Answer: Encode all product descriptions into embeddings, then convert the user’s query into an embedding and retrieve the nearest neighbors in the vector space. Explanation: Semantic search captures the intent ("lightweight," "flat feet") rather than matching keywords like "shoes."


Last-Minute Cram Sheet

  1. Embedding = numerical vector capturing meaning; similar items are closer in vector space.
  2. Semantic search = finds results by meaning, not keywords. Example: "cheap flights" matches "affordable airfare."
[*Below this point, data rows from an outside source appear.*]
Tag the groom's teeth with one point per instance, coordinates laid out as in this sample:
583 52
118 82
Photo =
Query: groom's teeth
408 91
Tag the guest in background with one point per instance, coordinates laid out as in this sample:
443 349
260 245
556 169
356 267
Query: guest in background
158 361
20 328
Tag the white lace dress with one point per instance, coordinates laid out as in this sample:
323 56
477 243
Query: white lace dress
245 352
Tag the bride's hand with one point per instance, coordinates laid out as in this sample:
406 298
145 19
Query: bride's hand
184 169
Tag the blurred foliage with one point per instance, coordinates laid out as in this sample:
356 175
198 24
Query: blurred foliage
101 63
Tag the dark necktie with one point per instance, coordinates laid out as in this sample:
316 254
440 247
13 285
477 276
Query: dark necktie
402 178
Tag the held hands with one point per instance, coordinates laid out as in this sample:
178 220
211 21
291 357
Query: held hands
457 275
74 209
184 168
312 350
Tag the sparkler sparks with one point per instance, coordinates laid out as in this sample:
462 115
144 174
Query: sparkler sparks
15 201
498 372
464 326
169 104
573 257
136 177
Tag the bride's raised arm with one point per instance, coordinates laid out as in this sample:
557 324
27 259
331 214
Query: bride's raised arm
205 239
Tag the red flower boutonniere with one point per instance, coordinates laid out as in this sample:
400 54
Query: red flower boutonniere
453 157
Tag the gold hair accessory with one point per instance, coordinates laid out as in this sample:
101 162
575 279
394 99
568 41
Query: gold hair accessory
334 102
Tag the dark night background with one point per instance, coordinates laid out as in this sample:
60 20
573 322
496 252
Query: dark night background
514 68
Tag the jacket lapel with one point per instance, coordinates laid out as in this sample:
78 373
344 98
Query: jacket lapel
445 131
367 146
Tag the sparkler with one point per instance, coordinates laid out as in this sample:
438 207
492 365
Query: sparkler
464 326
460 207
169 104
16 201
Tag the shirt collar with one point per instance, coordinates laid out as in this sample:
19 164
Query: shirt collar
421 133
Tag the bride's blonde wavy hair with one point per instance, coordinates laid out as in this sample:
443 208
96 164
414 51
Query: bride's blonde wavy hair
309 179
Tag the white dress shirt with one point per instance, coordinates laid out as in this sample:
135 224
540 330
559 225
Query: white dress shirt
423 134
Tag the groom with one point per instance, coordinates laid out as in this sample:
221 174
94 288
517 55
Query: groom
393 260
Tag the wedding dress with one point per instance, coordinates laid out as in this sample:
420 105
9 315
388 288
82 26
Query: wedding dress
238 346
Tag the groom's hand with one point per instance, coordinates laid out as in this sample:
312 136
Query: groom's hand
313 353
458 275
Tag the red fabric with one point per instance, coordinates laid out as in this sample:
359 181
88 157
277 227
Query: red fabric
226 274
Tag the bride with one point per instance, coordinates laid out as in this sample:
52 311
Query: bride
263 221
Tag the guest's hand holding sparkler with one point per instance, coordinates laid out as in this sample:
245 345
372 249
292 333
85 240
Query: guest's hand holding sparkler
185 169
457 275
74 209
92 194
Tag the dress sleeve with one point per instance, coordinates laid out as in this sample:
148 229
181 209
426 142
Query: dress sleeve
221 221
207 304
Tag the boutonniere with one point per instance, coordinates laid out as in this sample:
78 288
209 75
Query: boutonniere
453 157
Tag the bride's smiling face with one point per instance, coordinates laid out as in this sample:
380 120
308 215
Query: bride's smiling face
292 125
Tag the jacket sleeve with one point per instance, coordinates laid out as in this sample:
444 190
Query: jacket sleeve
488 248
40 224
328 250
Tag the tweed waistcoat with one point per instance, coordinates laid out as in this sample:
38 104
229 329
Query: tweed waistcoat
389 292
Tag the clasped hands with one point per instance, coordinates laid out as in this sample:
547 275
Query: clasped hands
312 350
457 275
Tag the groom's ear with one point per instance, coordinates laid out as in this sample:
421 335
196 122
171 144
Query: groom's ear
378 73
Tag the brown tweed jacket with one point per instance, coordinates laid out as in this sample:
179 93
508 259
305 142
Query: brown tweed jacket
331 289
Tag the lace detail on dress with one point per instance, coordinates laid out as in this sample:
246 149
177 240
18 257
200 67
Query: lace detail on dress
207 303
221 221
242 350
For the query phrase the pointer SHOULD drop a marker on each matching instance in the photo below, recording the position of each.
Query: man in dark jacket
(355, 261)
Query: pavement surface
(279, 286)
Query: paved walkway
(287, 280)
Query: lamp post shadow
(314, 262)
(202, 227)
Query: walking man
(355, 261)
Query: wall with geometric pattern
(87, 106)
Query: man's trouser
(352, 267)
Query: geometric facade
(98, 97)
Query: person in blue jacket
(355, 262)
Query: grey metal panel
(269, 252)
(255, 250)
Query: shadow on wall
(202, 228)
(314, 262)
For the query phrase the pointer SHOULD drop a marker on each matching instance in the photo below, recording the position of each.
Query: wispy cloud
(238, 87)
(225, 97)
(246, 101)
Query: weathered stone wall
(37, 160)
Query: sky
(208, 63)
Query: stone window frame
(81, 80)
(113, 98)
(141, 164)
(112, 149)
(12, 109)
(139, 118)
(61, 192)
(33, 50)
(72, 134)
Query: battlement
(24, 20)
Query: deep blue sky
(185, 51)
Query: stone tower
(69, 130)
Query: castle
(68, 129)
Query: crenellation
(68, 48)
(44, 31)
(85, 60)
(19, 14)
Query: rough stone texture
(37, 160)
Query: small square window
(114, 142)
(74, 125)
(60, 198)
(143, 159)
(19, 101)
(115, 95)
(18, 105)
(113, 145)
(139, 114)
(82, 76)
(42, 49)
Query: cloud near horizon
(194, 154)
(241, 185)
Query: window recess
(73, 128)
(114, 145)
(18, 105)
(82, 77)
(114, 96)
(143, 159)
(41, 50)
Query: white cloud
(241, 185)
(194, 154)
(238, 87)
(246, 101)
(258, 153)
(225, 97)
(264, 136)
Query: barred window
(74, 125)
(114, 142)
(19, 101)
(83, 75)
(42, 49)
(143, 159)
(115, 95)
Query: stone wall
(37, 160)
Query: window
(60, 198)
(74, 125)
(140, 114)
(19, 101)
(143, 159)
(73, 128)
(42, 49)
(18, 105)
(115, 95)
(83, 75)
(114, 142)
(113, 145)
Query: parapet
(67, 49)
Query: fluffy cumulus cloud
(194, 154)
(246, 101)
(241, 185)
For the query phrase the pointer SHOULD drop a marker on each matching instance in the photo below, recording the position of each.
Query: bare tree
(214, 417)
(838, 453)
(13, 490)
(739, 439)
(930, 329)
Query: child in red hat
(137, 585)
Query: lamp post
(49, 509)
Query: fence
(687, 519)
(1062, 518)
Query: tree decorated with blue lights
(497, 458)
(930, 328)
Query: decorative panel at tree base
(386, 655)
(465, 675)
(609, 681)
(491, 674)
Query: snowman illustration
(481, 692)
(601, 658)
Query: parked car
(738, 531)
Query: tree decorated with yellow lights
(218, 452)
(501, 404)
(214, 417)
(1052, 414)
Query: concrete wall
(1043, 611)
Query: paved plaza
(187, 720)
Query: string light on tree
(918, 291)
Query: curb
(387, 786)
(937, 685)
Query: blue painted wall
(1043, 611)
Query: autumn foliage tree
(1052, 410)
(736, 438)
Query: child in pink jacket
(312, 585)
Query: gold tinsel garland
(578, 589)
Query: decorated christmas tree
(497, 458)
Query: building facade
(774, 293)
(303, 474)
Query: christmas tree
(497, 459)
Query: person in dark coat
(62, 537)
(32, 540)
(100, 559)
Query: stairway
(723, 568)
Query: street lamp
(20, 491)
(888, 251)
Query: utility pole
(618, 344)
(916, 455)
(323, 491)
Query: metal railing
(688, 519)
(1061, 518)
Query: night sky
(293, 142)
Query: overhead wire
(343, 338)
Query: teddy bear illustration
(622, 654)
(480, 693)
  3. Chunking = split text into smaller pieces before embedding (e.g., paragraphs, 256 tokens).
  4. Pre-trained embeddings = off-the-shelf models (e.g., OpenAI, sentence-transformers) for quick use.
  5. Vector database = stores embeddings for fast similarity search (e.g., Pinecone, FAISS).
  6. Cosine similarity = measures angle between vectors (0 to 1); higher = more similar.
  7. Fine-tuning = adjust embeddings with domain data for better performance. Overfitting risk.
  8. Hybrid search = combine semantic + keyword search for best results.
  9. Dimensionality trade-off = higher dimensions = more nuance but slower/expensive.
  10. Zero-shot retrieval = find relevant items without prior examples. May struggle with niche domains.